Wolf has gotten clothes for him and retrieved Genichiro’s armor from forgotten corners of the castle; putting him in it is unwieldy, but Wolf feels better taking him into battle when there are layers between Genichiro and all the Ministry’s swords.

When Wolf takes it all off and pulls Genichiro into the river, both of them undressed with the water flowing clear and cold around them, Genichiro never stops touching him. Wolf scrubs him clean, Genichiro’s head sitting forlorn on the bank as he watches himself run his hands over Wolf’s skin. Scars, and bruises, and wounds; the mangled end of his arm where his prosthetic attaches, healed now but no less ravaged. Wolf wonders if he remembers it all— that he is the one who took Wolf’s arm from him. That so many of his scars bear Genichiro’s name.

There are no apologies from Genichiro’s fingers, and Wolf is grateful for it.

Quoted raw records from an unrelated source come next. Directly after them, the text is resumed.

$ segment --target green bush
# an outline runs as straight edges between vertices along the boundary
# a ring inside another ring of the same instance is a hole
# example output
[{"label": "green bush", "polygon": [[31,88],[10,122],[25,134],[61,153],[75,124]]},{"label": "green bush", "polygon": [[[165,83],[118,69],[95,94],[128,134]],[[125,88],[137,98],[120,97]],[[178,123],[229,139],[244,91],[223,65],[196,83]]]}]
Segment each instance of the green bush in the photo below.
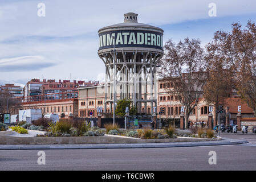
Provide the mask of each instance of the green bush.
[{"label": "green bush", "polygon": [[207,138],[212,138],[214,136],[214,133],[210,129],[208,129],[206,130],[206,136]]},{"label": "green bush", "polygon": [[11,126],[10,128],[13,130],[13,131],[16,131],[22,134],[27,134],[28,133],[27,130],[19,126]]},{"label": "green bush", "polygon": [[165,127],[164,131],[166,134],[169,136],[169,138],[172,138],[173,135],[175,132],[175,129],[172,127]]},{"label": "green bush", "polygon": [[8,130],[8,126],[5,123],[0,123],[0,131]]},{"label": "green bush", "polygon": [[30,126],[29,127],[29,130],[37,130],[38,129],[38,128],[39,128],[39,126],[35,126],[34,125],[32,125],[31,126]]},{"label": "green bush", "polygon": [[109,135],[118,135],[119,134],[119,132],[118,132],[116,130],[111,130],[108,133]]},{"label": "green bush", "polygon": [[143,130],[143,136],[146,138],[151,138],[152,135],[153,130],[149,128],[145,129]]},{"label": "green bush", "polygon": [[23,128],[25,129],[27,129],[30,126],[31,126],[31,124],[30,123],[25,123],[21,126]]},{"label": "green bush", "polygon": [[127,133],[127,136],[138,138],[139,135],[137,131],[130,131]]},{"label": "green bush", "polygon": [[72,122],[67,119],[60,119],[58,122],[57,130],[60,133],[70,133],[72,127]]},{"label": "green bush", "polygon": [[105,124],[104,125],[104,127],[106,129],[107,133],[108,133],[110,130],[116,130],[118,131],[118,129],[120,128],[120,126],[117,123]]}]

There is only _want_ and _Wolf_ and _mine_. There are only Genichiro’s desperate hands and his cold lips and his wide, white eyes.

Wolf learns to fight with Genichiro trailing behind him, relying on his fog far more than he should, picking off sluggish, terrified enemies with ease. He can spot the violet glow of confetti like a beast alerting at the scent of prey, every ounce of his focus honed in to destroy them. It’s a rare enough occurence that Wolf doesn’t think they know what’s lurking for them in the fog.

Then again they’d have to leave survivors for word to get out; Wolf is starved, and Genichiro is tireless.

None of the Ministry has walked away, yet.

They clean them out in cycles, circling back to rest at the dilapidated temple when Wolf needs to tend more serious wounds, or care for his weapons or prosthetic. Genichiro’s sword demands constant attention— he swings it wildly, smashing the blade against anything in range, abusing the steel in ways that would have made him wince once upon a time.

It certainly makes Wolf wince when he tries to polish out the worst of the damage, to sharpen the metal without ruining it. Wolf sits in the temple with Genichiro, rubbing a whetstone over Kusabimaru’s length, cleaning out the intricate mechanisms of his arm. There are firecrackers to make, the gunpowder fine and finite. Shurikens to maintain, gears to oil, every moving part fragile and liable to fail him.

Genichiro watches, and waits, and when Wolf is through packing everything away he pulls him close.

Demanding attention as surely as his blade; Wolf expects it, now. Leans into it.

Needs it, the way Genichiro seems to need it. It isn’t strange.

Wolf is just as broken as Genichiro. Dead a thousand times but for Kuro’s blood, and he parts his thighs for Genichiro’s hands. Parts his lips for Genichiro’s mouth.

Opens, opens, opens, until he doesn’t know how to come together again.

They wake up one morning at the temple, tangled in each other, to find an offering has been left on the stairs. It’s a silk bag, dark indigo fabric tied closed with a ribbon and bulging with candy. Wolf picks one up, squinting at the dark purple sugars in confusion. He can feel the energy in them, humming and alive like those in his satchel, except a color Wolf has never seen before.

There’s a slip of paper inside tucked among the candies, written in messy scrawl, the ink smeared.

Genichiro’s Sugar.

Wolf freezes, everything around him going clear the way it does when he’s about to finish an enemy. They’d been careful on Mount Kongo, but they must have left something of Genichiro behind; his hair. His blood. Wolf doesn’t know exactly how the monks make their candy, but they can’t draw on Genichiro’s spirit from nothing. It’s more candy than Wolf has ever seen in once place before, and he wonders if this is the whole batch, or if there are more sugars tucked away in Senpou for the monks to abuse.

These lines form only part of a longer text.